A court in Sao Paulo on Tuesday accepted a request by Brazilian conglomerate Odebrecht to begin a corporate recovery procedure aimed at fending off bankruptcy at the scandal-tainted group.
In the request, submitted on Monday, Odebrecht declared colossal debts of 98.5 billion reais ($22.3 billion), of which 84 billion reais would be subject to restructuring negotiations.
It is the largest such recovery request in Brazil’s history, eclipsing telecom provider Oi’s 64 billion reais process three years ago.
The recovery process aims to find a viable way for a debtor to continue its operations while giving it time to restructure its debt.
The goal is “avoiding bankruptcy,” lawyer and recovery specialist Daniel Amaral told AFP, adding that talks with creditors could last 12 to 18 months.
As well as the controlling Odebrecht conglomerate (ODB) the procedure includes around 20 separate companies within the group but leaves out certain major ones including the construction arm, OEC (Odebrecht Engenharia y Construcao) and petrochemicals affiliate Braskem.

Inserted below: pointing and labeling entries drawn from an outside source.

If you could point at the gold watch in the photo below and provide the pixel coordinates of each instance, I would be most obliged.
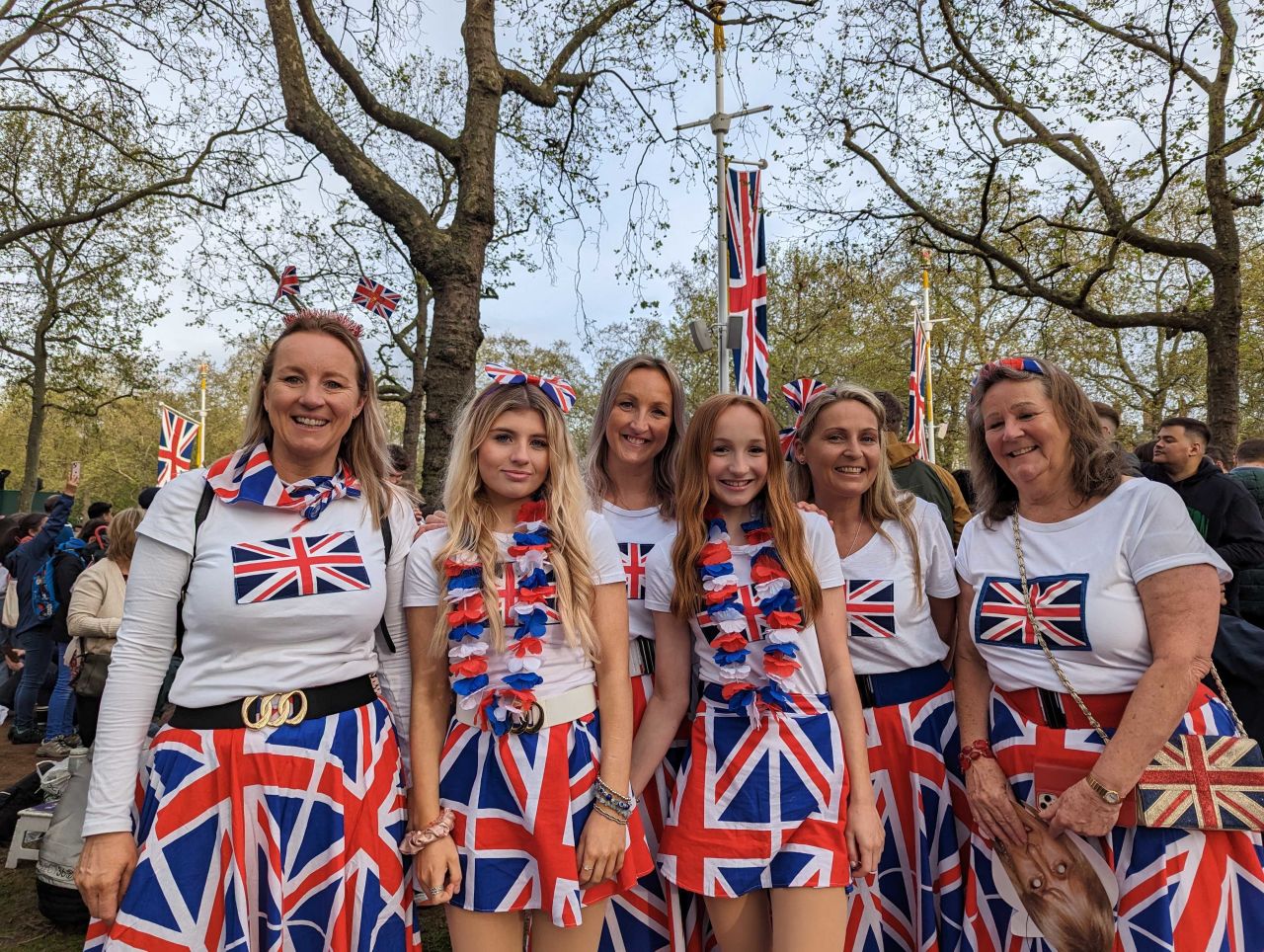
(1097, 786)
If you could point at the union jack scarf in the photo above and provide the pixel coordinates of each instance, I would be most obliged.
(777, 603)
(248, 476)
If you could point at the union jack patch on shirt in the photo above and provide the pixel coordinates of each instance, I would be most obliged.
(871, 608)
(296, 567)
(1057, 602)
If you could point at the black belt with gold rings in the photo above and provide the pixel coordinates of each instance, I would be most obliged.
(257, 712)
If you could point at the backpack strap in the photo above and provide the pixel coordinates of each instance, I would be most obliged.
(203, 509)
(387, 545)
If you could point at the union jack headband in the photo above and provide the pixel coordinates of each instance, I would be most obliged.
(355, 329)
(1025, 364)
(554, 387)
(798, 393)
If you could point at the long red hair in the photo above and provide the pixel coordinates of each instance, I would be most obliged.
(693, 493)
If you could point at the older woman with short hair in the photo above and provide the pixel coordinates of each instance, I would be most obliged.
(275, 804)
(1124, 596)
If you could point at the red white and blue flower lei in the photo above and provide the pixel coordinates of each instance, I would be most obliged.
(468, 623)
(777, 602)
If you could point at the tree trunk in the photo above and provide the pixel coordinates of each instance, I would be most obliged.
(454, 341)
(36, 430)
(1224, 339)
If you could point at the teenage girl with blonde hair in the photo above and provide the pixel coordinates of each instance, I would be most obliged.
(521, 801)
(774, 809)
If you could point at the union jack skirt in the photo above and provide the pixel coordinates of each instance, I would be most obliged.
(759, 803)
(654, 914)
(1177, 889)
(282, 838)
(521, 802)
(916, 901)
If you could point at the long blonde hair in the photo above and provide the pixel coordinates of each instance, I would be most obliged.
(881, 501)
(595, 474)
(364, 443)
(693, 493)
(472, 521)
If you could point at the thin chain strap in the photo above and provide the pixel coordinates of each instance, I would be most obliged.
(1057, 668)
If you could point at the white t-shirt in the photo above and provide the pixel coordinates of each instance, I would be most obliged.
(1082, 574)
(243, 636)
(637, 532)
(272, 607)
(561, 667)
(811, 677)
(889, 628)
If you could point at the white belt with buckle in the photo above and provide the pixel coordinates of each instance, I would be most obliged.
(546, 712)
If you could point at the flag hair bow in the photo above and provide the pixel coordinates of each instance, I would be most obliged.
(352, 328)
(554, 387)
(1024, 364)
(798, 393)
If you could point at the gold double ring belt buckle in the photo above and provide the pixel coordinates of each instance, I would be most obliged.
(531, 721)
(275, 709)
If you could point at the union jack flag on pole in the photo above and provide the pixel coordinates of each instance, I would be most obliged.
(919, 387)
(288, 283)
(749, 283)
(176, 443)
(374, 297)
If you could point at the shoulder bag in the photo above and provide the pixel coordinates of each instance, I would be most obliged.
(1195, 781)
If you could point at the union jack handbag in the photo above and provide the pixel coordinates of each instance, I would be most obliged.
(1195, 781)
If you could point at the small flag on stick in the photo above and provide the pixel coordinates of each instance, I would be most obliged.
(175, 443)
(374, 297)
(288, 283)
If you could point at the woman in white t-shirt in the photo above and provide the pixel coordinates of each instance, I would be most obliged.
(274, 802)
(519, 801)
(898, 576)
(631, 477)
(774, 808)
(1125, 596)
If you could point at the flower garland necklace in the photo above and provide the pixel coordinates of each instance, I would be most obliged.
(468, 622)
(777, 603)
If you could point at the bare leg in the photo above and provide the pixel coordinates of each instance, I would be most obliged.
(546, 937)
(808, 918)
(484, 932)
(744, 924)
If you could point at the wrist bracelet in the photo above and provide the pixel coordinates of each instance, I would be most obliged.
(418, 839)
(979, 750)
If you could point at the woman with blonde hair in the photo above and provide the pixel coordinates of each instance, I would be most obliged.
(521, 797)
(1084, 625)
(95, 613)
(897, 562)
(631, 477)
(274, 804)
(774, 809)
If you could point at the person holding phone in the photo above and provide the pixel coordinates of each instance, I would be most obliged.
(37, 539)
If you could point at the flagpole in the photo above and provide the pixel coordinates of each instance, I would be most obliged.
(201, 428)
(925, 309)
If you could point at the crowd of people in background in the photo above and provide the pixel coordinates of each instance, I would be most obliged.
(705, 684)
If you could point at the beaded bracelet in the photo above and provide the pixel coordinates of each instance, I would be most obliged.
(604, 794)
(979, 750)
(418, 839)
(614, 818)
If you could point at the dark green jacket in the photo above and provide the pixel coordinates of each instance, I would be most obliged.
(1250, 594)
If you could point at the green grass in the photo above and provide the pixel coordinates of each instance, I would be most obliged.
(22, 927)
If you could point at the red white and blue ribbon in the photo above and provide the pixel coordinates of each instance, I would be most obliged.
(798, 393)
(248, 476)
(468, 623)
(554, 387)
(776, 600)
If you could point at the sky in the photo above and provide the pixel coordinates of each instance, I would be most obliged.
(581, 282)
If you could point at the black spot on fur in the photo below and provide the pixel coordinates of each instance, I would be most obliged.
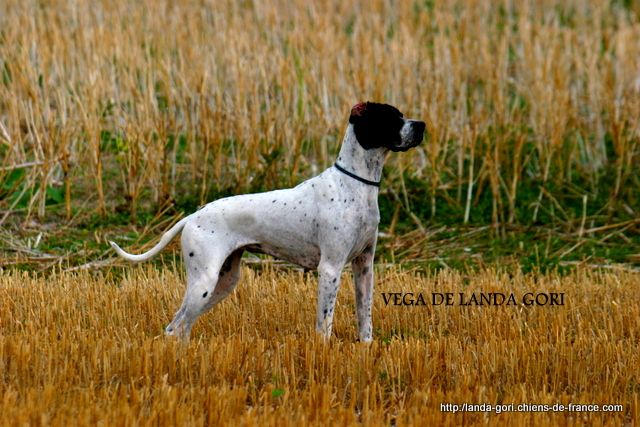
(377, 125)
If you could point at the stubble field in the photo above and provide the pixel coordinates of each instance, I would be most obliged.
(85, 349)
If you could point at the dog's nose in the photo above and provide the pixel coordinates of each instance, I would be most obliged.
(419, 127)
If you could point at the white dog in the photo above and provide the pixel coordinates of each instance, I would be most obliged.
(322, 223)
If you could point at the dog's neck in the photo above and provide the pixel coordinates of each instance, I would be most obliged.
(366, 164)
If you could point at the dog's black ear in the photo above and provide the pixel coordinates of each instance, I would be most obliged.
(376, 125)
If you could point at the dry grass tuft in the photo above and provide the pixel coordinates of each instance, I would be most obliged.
(84, 349)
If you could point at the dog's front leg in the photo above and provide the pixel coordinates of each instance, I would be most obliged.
(328, 284)
(362, 267)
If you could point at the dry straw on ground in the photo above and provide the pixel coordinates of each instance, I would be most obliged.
(84, 349)
(138, 98)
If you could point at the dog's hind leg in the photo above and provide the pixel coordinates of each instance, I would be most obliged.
(227, 279)
(209, 280)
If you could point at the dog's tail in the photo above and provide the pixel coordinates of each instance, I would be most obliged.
(164, 241)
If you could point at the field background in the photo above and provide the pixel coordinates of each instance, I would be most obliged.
(83, 349)
(118, 117)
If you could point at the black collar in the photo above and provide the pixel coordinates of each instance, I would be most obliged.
(356, 177)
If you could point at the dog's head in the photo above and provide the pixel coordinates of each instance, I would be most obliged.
(383, 126)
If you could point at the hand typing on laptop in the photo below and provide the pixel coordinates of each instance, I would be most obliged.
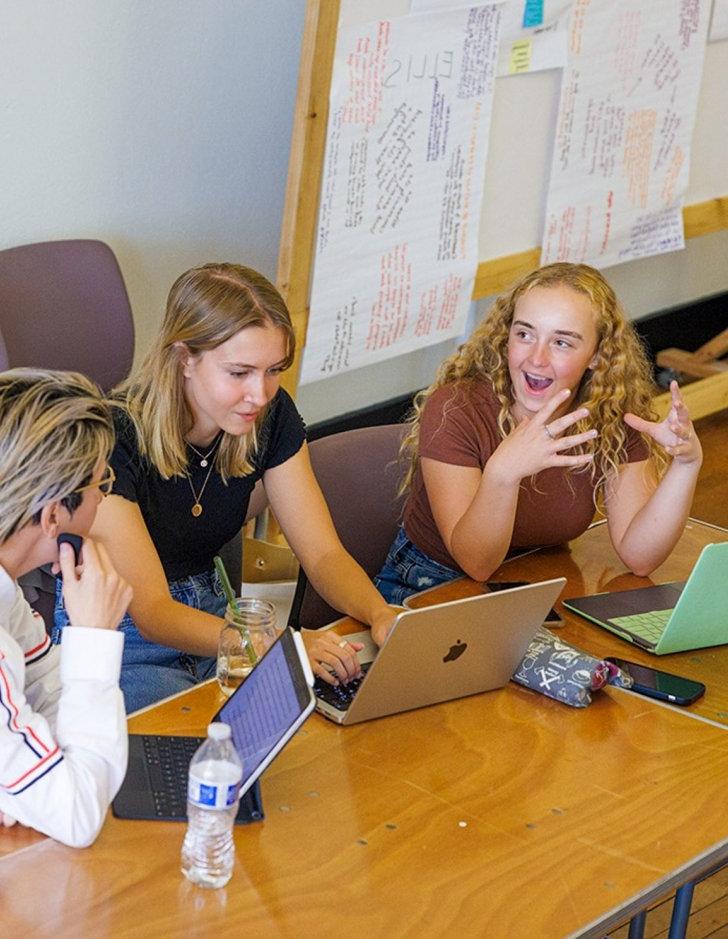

Odebrecht’s main creditors are Brazilian banks Banco Nacional de Desarrollo, Banco do Brasil and Caixa Economica Federal, as well as bondholders.
The company has 60 days to submit a repayment proposal.
Founded in 1944, Odebrecht S.A. has long been one of Brazil’s economic giants, building everything from the Miami Heat basketball arena to a hydroelectric dam in Angola.
It fell into turmoil in 2014 when it was embroiled in the wide-ranging Car Wash corruption scandal and has since admitted paying almost $800 million in bribes in a dozen mostly Latin American countries.
It was the biggest corruption scandal in Brazil’s history and two former presidents have been caught up in it.
Luiz Inacio Lula da Silva (2003-10) is serving an eight-year, 10-month prison sentence for accepting a bribe while Michel Temer (2016-18) has spent two brief periods in preventative detention while he is investigated over corruption and money laundering.
Odebrecht’s request for bankruptcy protection was precipitated by the suspension of the sale of the group’s interest in Braskem — a joint petrochemical company formed with Petrobras — to Dutch firm LyondellBasell, and the May filing for bankruptcy protection by Odebrecht Atvos, the second-largest ethanol producer in the country.